We also evaluated the number of c-Fos cells in the GCL of horizontal sections. A two-way ANOVA revealed significant effect of treatment (F(2,50) = 10.91, p < 0.001), septotemporal location (F(1,50) = 26.90, p < 0.001), and a significant interaction (F(2,50) = 7.112, p = 0.001). Tukey's post hoc tests showed that iDREADD mice had a greater number of c-Fos-immunoreactive cells in the GCL (9.87 ± 1.01 cells) compared with control (6.59 ± 0.88 cells) and eDREADD mice (5.24 ± 0.62 cells; all p values < 0.031; Fig. 10I). For dorsal horizontal sections, the average number of c-Fos cells in the GCL was significantly greater in iDREADD mice (14.22 ± 1.44 cells) compared with control (7.20 ± 1.09 cells) and eDREADD mice (6.76 ± 1.17 cells; all p values < 0.001; Fig. 10J). In the most ventral horizontal sections, there were no significant differences between eDREADD, iDREADD and control mice (all p values > 0.264).
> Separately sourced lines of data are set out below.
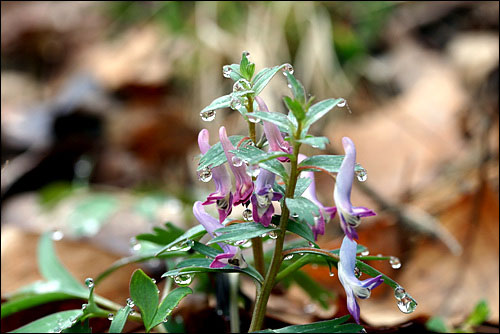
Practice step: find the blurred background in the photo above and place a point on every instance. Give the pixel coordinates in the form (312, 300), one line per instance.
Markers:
(100, 115)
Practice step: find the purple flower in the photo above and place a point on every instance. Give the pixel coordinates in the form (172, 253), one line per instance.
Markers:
(222, 195)
(263, 208)
(326, 213)
(273, 134)
(350, 216)
(244, 184)
(232, 254)
(352, 286)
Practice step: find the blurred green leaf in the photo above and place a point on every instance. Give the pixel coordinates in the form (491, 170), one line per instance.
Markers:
(53, 323)
(241, 231)
(327, 326)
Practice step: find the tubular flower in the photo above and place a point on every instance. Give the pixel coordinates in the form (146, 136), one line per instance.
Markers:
(222, 195)
(263, 208)
(350, 216)
(326, 213)
(244, 184)
(232, 254)
(352, 286)
(273, 134)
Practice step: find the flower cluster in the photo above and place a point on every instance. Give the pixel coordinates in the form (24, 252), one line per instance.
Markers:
(350, 217)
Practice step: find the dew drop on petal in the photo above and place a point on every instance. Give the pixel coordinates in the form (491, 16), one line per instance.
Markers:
(395, 262)
(287, 68)
(247, 214)
(361, 175)
(89, 282)
(183, 279)
(226, 71)
(237, 162)
(205, 175)
(208, 115)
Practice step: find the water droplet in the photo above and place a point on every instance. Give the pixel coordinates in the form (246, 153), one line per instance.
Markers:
(89, 282)
(407, 304)
(205, 175)
(130, 302)
(247, 244)
(235, 103)
(183, 279)
(247, 214)
(399, 293)
(57, 235)
(240, 242)
(287, 68)
(226, 71)
(208, 115)
(253, 119)
(395, 262)
(242, 85)
(237, 162)
(309, 308)
(361, 175)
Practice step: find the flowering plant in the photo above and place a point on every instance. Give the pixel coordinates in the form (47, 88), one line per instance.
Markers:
(275, 185)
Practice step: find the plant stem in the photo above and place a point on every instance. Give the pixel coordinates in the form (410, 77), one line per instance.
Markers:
(263, 297)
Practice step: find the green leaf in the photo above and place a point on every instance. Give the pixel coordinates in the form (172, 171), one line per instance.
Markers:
(169, 303)
(295, 107)
(80, 327)
(479, 315)
(162, 236)
(144, 293)
(52, 323)
(330, 163)
(298, 90)
(327, 326)
(119, 320)
(302, 184)
(241, 231)
(197, 265)
(215, 156)
(51, 268)
(193, 233)
(436, 324)
(304, 208)
(263, 77)
(316, 142)
(205, 250)
(276, 118)
(301, 229)
(318, 110)
(253, 155)
(312, 288)
(218, 103)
In summary, the results show contrasting effects of DREADDs on the DG circuit. The MC c-Fos data suggest that eDREADDs significantly increased MC activity as one would predict, given the excitatory actions of eDREADDs. However, iDREADDs did not have the opposite effect, presumably because of the low levels of MC c-Fos in control mice.
Regarding GC c-Fos, the results can be explained by the two circuits that MCs use to influence GCs: the direct MC-GC pathway, which excites GCs; and the indirect MC→GABAergic neuron→GC pathway, which inhibits GCs (Fig. 1E). The indirect pathway appears to dominate under standard conditions (Jinde et al., 2012; Hsu et al., 2016; Bui et al., 2018; Yeh et al., 2018). After eDREADD activation by CNO, there would be greater activation of both the direct and indirect pathways, which appeared to cause no net change in GC c-Fos (Fig. 11A). In contrast, iDREADD inhibition of MCs might be effective in reducing the indirect pathway and disinhibit GCs (Fig. 11B). Then when an animal is exposed to novel objects, excitatory input from EC (carrying spatial and object information) (Eichenbaum et al., 2012; Knierim et al., 2014; Knierim and Neunuebel, 2016) would be much more likely to cause GC firing.
DREADD effects on the MC circuit. A, eDREADD treatment increases MC firing and neurotransmitter release, which would facilitate both the (A1) direct MC→GC and (A2) indirect MC→GABAergic neuron→GC pathways. Notably, eDREADD treatment had a minimal effect on GCL c-Fos-ir, possibly because of opposing excitatory and inhibitory effects at the direct and indirect pathways, respectively. B, iDREADD treatment inhibits MC firing and neurotransmitter release, which would reduce MC effects at the (B1) direct MC→GC and (B2) indirect MC→GABAergic neuron→GC pathways. The reduced drive at the direct and indirect pathways appeared to promote GC firing, since iDREADD-treated mice showed significantly greater GCL c-Fos immunoreactivity. This finding is supported by previous studies that suggest that MC loss promotes GC excitability (Sloviter, 1991; Jinde et al., 2012; but see Ratzliff et al., 2004).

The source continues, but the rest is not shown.